Camila's mother has been so helpful in all of this Camila feels terrible. It's been hard to accept the help her mother has been providing, especially with the conflicting emotions Camila already has for her. But without her, where would she be? This is whole reason why her mom stayed back, but Camila feels uncomfortable and overwhelmed.

Another wave of nausea shudders through her body and Camila clutches her stomach. Everything is so hard to handle at once when she has no one to confide in.

Camila realizes she's lived this way for most of her life, but having Lauren was such a blessing. And now she's (temporarily, but still) gone. The harder Camila works toward escaping this place, the faster she will be able to walk out that door and into Lauren's arms.

...and that's part of the problem! Along with wanting to sell the lighthouse, Camila had had such a codependent relationship with this building, it's physically painful to talk about it being someone else's. It will no longer be Camila's problem tangibly, but mentally the scars will forever remain.

Oh, but she fucking hates it here. Shutting her eyes tightly, willing her throbbing headache to subside, Camila forces herself out of bed.
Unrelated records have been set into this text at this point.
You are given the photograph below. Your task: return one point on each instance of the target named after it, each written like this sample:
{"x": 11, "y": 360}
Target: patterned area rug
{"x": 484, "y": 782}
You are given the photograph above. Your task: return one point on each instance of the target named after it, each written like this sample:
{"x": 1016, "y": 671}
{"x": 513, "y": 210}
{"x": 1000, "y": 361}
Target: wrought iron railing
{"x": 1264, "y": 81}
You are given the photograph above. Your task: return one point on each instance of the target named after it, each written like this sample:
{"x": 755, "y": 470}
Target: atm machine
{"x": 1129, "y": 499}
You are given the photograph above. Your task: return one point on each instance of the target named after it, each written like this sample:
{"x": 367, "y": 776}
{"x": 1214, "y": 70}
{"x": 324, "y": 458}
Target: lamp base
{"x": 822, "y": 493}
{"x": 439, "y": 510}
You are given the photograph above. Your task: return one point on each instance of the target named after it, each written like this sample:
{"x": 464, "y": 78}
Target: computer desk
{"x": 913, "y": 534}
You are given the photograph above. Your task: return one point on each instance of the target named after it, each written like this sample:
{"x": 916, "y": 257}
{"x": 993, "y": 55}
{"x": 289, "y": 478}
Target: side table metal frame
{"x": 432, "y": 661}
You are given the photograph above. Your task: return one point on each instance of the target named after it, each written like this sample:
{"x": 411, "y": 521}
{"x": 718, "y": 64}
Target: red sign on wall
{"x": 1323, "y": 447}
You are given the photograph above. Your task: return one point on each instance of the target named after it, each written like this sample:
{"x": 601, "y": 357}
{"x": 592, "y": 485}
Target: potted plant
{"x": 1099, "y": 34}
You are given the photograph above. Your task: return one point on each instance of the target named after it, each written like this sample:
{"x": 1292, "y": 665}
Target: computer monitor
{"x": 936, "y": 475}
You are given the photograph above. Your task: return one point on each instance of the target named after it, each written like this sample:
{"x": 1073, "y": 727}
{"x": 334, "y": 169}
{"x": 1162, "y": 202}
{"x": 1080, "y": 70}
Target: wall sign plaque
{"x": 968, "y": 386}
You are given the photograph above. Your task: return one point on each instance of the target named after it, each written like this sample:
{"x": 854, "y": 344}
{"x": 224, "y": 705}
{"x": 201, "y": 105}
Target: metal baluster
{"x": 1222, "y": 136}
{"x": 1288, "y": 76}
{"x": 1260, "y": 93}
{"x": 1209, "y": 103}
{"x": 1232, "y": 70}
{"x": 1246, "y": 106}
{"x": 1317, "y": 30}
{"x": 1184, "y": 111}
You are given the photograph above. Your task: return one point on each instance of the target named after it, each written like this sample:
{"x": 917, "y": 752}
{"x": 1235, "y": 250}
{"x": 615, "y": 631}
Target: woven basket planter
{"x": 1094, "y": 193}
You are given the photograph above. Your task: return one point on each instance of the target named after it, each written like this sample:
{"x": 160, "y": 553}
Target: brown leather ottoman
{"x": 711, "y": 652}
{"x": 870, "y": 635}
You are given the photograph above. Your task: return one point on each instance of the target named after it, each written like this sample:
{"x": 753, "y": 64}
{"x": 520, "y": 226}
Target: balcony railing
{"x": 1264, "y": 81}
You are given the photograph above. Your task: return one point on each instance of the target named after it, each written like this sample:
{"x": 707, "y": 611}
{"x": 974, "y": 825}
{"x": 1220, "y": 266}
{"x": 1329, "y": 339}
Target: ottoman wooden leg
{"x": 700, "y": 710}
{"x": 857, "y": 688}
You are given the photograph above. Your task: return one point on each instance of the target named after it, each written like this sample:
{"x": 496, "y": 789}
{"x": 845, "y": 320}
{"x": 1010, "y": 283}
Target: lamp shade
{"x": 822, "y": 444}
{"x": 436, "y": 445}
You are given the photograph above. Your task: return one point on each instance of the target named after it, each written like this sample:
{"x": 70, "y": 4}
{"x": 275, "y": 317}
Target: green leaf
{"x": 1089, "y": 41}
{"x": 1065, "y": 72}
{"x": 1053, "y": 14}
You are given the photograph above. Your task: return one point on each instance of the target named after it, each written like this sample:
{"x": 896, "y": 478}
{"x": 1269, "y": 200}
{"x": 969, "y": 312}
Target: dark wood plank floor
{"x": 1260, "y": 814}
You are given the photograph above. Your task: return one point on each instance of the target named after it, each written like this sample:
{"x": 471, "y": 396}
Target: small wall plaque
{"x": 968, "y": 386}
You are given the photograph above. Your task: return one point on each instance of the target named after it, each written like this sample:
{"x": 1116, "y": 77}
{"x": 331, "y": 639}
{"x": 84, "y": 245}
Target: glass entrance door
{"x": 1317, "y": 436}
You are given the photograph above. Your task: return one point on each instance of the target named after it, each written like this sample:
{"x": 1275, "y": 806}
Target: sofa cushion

Climbing the stairs at an agonizingly slow rate, Camila winces when the bright light catches up to her. Definitely mid-day; the light streaming down from the seventh level is glowing. Sinu is sat patiently at the table, looking relieved when she sees Camila.

"How are you feeling?" She asks, keeping her eyes on her daughter as she sits in front of her. There's a worried gleam in her gaze.

"I'm okay." Camila replies. Her hazy eyes and sunken in face tell otherwise, but that's a different conversation. Never has there been so much change in her life before.

"Have you decided what you wanted to do yet?"

Camila nods slowly, placing her elbows on the table and her chin in her hands. "I want to sell to a private owner since there's a lot of work that needs to be done and I'm not qualified." Camila laughs softly, a fleeting moment of joy glimpsing her expression.